I believe that the first 100 yards of any Soldier’s journey belongs to Drill Sergeants. There are few greater honors than shaping the warrior spirit and the character of our Army.

Maintaining these standards is essential for the Division to achieve its Initial Entry Training mission. We devote much less time to metrics that contribute to character, the baseline of success for the first 100 yards of battle. How can we develop character in new Soldiers if we don’t consciously focus on character in ourselves and our Soldiers?

It is important to talk to our formations about character, leader behaviors, and Army Values. These conversations must be integrated into all that we do. A primary metric that can chart progress in character development is buried within one of the weakest metrics in a hard charging Drill Sergeant unit: on-time performance evaluations. The high late-rate for performance evaluations across the Division indicates that we don’t view evaluation reports as a readiness metric.
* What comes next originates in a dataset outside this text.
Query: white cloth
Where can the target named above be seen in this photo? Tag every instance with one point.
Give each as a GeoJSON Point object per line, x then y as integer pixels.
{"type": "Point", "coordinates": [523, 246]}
Routine counseling in an evaluation context provide a framework for conversations about Army Values and leader performance. On-time evaluations are not a distracting annual administrative requirement but rather an essential readiness metric signaling confidence that leaders are engaged in character development. Are late evaluation metrics high in your unit? If yes, you might not be adequately preparing Drill Sergeants and support staff to achieve success in the first 100 yards of our nation’s battles.